As one of the main partners in the Tri-Town YMCA’s efforts to reduce obesity in Lombard, the village’s elementary district has at least one healthy change in store for next school year.

Healthier foods added to lunches at Hammerschmidt Elementary School in March will be served at the five other elementary schools in Lombard District 44 in August, Tod Altenburg, assistant superintendent for finance and operations, said. Menu options at Glenn Westlake Middle School will not change.

The changes include more whole grains, brown rice and vegetarian baked beans; romaine lettuce instead of iceberg; and 1 percent milk instead of 2 percent, Altenburg said.

Arbor Management, the district’s contracted food service provider until summer 2012, was able to add the more nutritious options without increasing costs, Altenburg said.

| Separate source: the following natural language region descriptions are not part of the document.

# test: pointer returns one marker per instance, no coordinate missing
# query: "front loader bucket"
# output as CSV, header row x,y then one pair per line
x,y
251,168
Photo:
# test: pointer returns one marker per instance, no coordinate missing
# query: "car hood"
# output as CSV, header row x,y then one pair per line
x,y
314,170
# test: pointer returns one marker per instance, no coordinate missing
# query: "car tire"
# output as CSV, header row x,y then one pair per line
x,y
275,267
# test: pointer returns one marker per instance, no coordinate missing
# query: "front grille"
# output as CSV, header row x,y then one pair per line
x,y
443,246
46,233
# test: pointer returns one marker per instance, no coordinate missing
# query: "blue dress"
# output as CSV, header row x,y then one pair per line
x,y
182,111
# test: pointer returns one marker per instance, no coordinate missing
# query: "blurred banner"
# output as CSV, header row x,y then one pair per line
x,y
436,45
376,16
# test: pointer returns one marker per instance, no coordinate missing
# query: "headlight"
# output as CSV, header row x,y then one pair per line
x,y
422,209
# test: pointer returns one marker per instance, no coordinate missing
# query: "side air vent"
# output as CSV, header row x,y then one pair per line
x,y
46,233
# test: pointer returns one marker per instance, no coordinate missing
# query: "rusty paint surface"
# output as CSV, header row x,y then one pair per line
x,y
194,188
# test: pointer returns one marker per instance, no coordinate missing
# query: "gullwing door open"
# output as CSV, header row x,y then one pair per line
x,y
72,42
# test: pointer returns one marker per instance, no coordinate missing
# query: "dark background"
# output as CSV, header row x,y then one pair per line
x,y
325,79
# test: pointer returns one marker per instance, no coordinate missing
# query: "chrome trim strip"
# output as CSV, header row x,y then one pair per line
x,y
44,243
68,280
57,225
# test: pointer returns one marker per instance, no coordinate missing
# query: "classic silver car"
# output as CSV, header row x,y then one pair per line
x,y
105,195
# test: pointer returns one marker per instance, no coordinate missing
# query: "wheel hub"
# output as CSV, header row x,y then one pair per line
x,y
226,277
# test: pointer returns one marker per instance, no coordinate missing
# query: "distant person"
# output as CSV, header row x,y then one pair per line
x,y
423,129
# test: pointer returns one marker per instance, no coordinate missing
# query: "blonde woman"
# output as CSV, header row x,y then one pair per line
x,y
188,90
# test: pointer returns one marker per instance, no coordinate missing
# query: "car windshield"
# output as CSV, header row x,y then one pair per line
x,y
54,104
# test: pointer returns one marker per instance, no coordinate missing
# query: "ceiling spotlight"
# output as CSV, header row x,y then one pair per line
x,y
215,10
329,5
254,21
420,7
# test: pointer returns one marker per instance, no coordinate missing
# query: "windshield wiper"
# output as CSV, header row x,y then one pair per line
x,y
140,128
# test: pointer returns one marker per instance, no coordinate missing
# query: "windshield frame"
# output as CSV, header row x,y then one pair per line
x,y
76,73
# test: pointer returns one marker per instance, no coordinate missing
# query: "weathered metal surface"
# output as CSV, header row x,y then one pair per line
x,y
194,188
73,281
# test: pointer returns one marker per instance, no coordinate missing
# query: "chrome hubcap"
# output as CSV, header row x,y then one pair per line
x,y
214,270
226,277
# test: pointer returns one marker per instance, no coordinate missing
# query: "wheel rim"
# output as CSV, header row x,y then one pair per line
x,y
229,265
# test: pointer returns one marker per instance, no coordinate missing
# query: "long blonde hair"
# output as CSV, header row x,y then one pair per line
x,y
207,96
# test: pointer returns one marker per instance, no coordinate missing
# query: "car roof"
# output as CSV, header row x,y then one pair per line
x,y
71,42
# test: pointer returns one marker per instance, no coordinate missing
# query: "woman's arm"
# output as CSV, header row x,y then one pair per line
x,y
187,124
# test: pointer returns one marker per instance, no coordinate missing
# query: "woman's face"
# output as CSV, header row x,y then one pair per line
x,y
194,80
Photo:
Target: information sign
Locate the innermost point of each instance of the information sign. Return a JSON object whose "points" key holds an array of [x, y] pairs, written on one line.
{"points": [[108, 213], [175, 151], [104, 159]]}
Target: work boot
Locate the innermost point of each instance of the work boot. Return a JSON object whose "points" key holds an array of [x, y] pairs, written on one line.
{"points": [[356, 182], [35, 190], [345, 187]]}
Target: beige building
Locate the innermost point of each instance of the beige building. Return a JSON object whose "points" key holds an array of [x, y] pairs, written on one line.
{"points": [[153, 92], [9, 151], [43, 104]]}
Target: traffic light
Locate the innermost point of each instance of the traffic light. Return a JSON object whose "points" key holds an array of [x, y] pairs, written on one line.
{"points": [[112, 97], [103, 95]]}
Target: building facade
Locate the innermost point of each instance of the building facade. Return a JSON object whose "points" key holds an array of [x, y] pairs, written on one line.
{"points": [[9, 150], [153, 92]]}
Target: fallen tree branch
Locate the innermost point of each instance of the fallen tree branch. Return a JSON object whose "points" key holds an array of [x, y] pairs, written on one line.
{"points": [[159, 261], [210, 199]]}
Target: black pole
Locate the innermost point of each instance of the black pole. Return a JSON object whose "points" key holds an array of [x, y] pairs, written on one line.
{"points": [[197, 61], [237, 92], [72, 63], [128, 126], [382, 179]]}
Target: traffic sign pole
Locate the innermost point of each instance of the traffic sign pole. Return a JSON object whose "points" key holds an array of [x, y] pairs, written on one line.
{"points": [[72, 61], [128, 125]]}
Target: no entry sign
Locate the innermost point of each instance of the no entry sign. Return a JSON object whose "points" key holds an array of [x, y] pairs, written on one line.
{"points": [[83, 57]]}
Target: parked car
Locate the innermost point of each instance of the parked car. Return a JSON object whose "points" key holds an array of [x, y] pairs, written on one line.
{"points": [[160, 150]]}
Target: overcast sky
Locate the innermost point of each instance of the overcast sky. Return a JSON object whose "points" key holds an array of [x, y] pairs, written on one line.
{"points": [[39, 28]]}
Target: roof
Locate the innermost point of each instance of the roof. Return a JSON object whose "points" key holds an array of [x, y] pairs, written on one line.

The district will be implementing healthier menus at its other elementary schools because whole grains and produce didn’t stop students from eating school lunches.

“If it flopped and the children didn’t like the changes made to the menu, we would see the negative impact on the daily sales,” Altenburg said. “There was no negative impact; it was pretty much neutral.”

According to district records, a total of 1,278 students purchased hot lunches on April 4, a date chosen to represent the average school day. That includes 124 Hammerschmidt students who had the healthier menu in place.

Expansion of the nutritious menu is exactly what Lombard parent Brigitte Baur wanted when she spoke to District 44’s school board June 7.

And it fits perfectly with community objectives released in early June by the Tri-Town YMCA in collaboration with FORWARD, a DuPage County anti-obesity campaign: increase access to healthy eating; expand opportunities for physical activity; and promote active transportation.

The district offers physical education every day, recess around lunch time and brain breaks, in which students move around or do calisthenics, between subjects, spokeswoman Jay Wojcik said.

Baur said she hopes the district will do more to promote walking or biking to school. She said she tried to start a “walking school bus” route and often walks with her children, but districtwide efforts could have a broader reach.

“We walk a lot, but we’re definitely in the minority,” Baur said.

District officials said it’s tough to tell how many students walk to school, get driven or ride buses. Of 3,100 students, 1,322 are eligible to ride a bus, according to district records, but some of those students may arrive at school by other means.